First Steps or a Dreaded Crawl
Nationally around 7,000 investors have been caught up in the First Steps saga. In 2006, there was around $457 Million locked up in six trusts. The trustee has warned that more than half of this may be at risk. First Steps was a managed fund that was exclusively promoted by Money Managers. In the Eastern Bay of Plenty there could be several hundred investors involved.
The managers made the decision in 2006 to wind up the trust and pay back investors over a two year period. Investors have so far received $223.5M. Last week First Step's trustee company Calibre Asset Services wrote to investors warning them of the "significant challenges in realising the remaining assets. The managers are confident of further capital repayments over time but it is only appropriate to emphasise that there is also growing potential for further loan defaults by borrowers and, as a consequence, for further write-downs or losses to occur."
Almost all the remaining loans are either to a geothermal project or are property loans, mainly on Auckland apartments. The Taupo geothermal development is thought to have been the largest loan at around $79 million.
Why is this so significant? It is yet another example of a sales network successfully selling product not suitable for their clients’ needs. To make matters worse, there may be no viable comeback for these investors. They do not have the safety valve of a banking ombudsman to whom to make a claim. The vast majority of the advisers who sold the products are not members of a professional body such as the IFA, where there is a recognised independent disputes and disciplinary process in place.

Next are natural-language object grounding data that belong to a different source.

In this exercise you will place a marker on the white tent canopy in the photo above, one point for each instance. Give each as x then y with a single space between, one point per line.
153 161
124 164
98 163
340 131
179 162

It is likely that the manager or the trustee will use the old standby excuse that the market conditions were unfavourable as the reason why loans were not repaid, or property prices were very depressed. The advisers would also come in with their standby excuse that they diversified the investment as the clients also brought property and maybe some shares. It is just not good enough.
The managers had an obligation to lend money appropriately. By appropriate there should have been strict parameters around exposures to individual borrowers. What were the options if for example a private power geothermal development got into trouble should have been considered before any money was lent. The old adage of “Would I invest my mothers’ money into it?” is a good measure of the safety of some investment decisions. There is a duty of care which professionals need to exercise at all times. It appears that acting in the client’s best interest is often overridden by the sales process.
We have seen examples of troubled portfolios where the investor has large exposures to First Steps, amalgamated Property Syndicates, and Orange Finance. If asked, when was the Orange Finance investment made, invariably the answer is “from the proceeds of the partial First Steps repayment”. Unhappily, Orange Finance is also now in default. Unfortunately, for these investors, there is nothing much that can be done about the portfolios. They are all locked into defaulting investments or investments where there is little liquidity such as from amalgamated property syndicates. Often it is the mature adult children of the investor who have the real concerns about their elderly parents’ investments.
If investors took independent fee based advice prior to investing, then the chances of real problem portfolios dominated by associated parties’ investment products would be extremely low.